An independent pathologist (CV Path, Gaithersburg, MD, USA), blinded to the coating status of the p48 MW, performed the histopathological analysis. All slides and prepared stent sections were examined by light microscopy (× 20 as the maximum magnification). The presence of giant cells and granulomas on the stent struts was assessed and calculated as a percentage.

The media area (EEL area minus IEL area), neointimal area (IEL minus luminal are) and percent luminal stenosis (1 − [luminal area/IEL area] × 100) were also calculated.

Normal or near-normal data distributions were expressed as mean ± standard deviation. Paired t test comparisons were used to calculate the significance of differences between continuous variables of all parametric data using JMP software (version 13.0, Cary, NC). Nonparametric score data, including injury, fibrin (Table 1), and neointimal and adventitial inflammation were compared using a Wilcoxon test (JMP software version 13.0). A p value lower than 0.05 was considered significant.

Implantation of all devices was successful; all implants were fully expanded, with no in-stent stenosis and no thrombus formation visible. There was no angiographic evidence of impaired blood flow. All animals survived until the end of the study (30 days). Angiography at 30-day follow-up showed both implants fully expanded with no in-stent stenosis, no visible thrombus formation and the unimpeded blood flow in all vessels.

Figure 1 shows the angiographic results of one animal, with p48 MW 200-12 in the left CCA and p48 MW HPC 200-12 in the right CCA, initially after implantation and at 30-day follow-up. In total, 16 stents and associated CCAs were available for morphological and histological analysis. On gross evaluation, there was no evidence of obvious abnormality (Fig. 2). Examples of Faxitron imaging of implanted p48 MW and p48 MW HPC are shown in Fig. 3.

The morphometric findings between the two groups were similar. There was no statistically significant difference between the luminal area of the vessel, IEL, or EEL area, neointimal area or neointimal thickness. Importantly, there was no evidence of a statistically significant difference in the degree of stenosis between the p48 MW and p48 MW HPC (Fig. 4). The results are summarised in Table 3.

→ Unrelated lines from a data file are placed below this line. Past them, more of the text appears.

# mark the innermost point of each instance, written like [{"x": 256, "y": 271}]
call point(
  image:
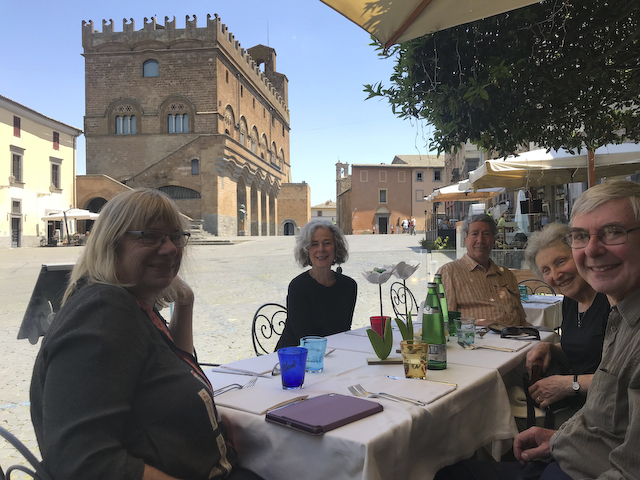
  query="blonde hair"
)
[
  {"x": 130, "y": 210},
  {"x": 604, "y": 192}
]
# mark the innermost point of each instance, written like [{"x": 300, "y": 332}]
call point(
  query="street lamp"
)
[{"x": 425, "y": 225}]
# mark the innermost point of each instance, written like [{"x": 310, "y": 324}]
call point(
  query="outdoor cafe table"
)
[{"x": 403, "y": 441}]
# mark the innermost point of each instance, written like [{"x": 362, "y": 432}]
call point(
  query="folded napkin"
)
[
  {"x": 258, "y": 400},
  {"x": 374, "y": 379},
  {"x": 506, "y": 343}
]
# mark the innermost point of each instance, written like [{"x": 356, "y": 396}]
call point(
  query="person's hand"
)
[
  {"x": 551, "y": 389},
  {"x": 181, "y": 293},
  {"x": 540, "y": 354},
  {"x": 531, "y": 444}
]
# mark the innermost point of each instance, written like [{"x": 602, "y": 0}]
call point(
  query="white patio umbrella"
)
[
  {"x": 459, "y": 192},
  {"x": 395, "y": 22},
  {"x": 538, "y": 167},
  {"x": 71, "y": 214}
]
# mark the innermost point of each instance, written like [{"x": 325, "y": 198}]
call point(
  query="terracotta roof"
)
[
  {"x": 327, "y": 204},
  {"x": 419, "y": 160}
]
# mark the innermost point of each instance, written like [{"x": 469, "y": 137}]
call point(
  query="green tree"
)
[{"x": 560, "y": 73}]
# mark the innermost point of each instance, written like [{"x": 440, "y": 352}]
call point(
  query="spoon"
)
[{"x": 276, "y": 367}]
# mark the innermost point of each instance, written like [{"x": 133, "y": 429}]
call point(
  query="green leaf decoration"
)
[
  {"x": 382, "y": 346},
  {"x": 406, "y": 329}
]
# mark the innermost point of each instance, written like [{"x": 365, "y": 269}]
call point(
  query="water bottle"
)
[
  {"x": 449, "y": 327},
  {"x": 433, "y": 330}
]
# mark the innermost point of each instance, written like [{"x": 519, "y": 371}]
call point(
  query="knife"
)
[
  {"x": 434, "y": 381},
  {"x": 239, "y": 372}
]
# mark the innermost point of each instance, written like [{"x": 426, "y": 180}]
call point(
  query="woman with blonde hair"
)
[{"x": 116, "y": 392}]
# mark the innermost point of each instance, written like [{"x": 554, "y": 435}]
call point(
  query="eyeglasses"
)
[
  {"x": 609, "y": 235},
  {"x": 153, "y": 238}
]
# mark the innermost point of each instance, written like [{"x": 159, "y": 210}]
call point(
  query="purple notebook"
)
[{"x": 321, "y": 414}]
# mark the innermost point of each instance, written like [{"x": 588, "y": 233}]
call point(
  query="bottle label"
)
[{"x": 437, "y": 353}]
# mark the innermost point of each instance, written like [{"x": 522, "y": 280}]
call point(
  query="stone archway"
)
[
  {"x": 241, "y": 202},
  {"x": 255, "y": 219}
]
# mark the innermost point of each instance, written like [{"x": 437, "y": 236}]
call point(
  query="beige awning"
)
[
  {"x": 402, "y": 20},
  {"x": 538, "y": 167}
]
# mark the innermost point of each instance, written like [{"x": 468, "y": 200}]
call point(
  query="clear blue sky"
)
[{"x": 325, "y": 57}]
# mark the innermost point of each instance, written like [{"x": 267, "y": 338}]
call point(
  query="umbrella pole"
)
[{"x": 66, "y": 227}]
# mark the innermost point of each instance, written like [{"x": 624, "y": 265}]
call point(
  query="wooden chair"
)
[
  {"x": 537, "y": 287},
  {"x": 267, "y": 327},
  {"x": 403, "y": 301},
  {"x": 38, "y": 473}
]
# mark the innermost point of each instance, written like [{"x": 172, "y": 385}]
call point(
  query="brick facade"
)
[{"x": 229, "y": 120}]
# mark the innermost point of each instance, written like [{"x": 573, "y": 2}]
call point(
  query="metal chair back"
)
[
  {"x": 537, "y": 287},
  {"x": 267, "y": 327},
  {"x": 403, "y": 301},
  {"x": 38, "y": 473}
]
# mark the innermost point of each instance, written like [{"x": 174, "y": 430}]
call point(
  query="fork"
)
[
  {"x": 359, "y": 391},
  {"x": 234, "y": 386},
  {"x": 468, "y": 346}
]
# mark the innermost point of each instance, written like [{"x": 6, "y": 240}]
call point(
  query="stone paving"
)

There was no evidence of greater inflammation within the intima, media or adventitia between the two groups. There was no evidence of a statistically different inflammation score between the two groups or of a greater number of giant cells. Neointimal coverage appeared to be complete in both cohorts. The results are summarised in Table 4.

At histological analysis, all devices were well expanded without evidence of luminal thrombosis, although some sections showed postmortem clots, likely from incomplete washout of blood. All devices were fully incorporated by a smooth-muscle cell rich neointima and stenosis values were minimal and similar between test (p48 MW HPC, 13.76 ± 2.79, mean ± standard deviation) and control (uncoated p48 MW = 14.31 ± 4.30, p = 0.766). There was no/minimal fibrin and no evidence of haemorrhage or calcification. The majority of devices, irrespective of the coating showed circumferential to near circumferential mild to moderate chronic inflammation nearest the mesh, including giant cells (inflammation scores: p48 MW HPC, 2.12 ± 0.75; uncoated p48 MW, 14.31 ± 4.30, p = 0.707). Endothelial coverage over luminal surfaces was mostly complete (Fig. 3).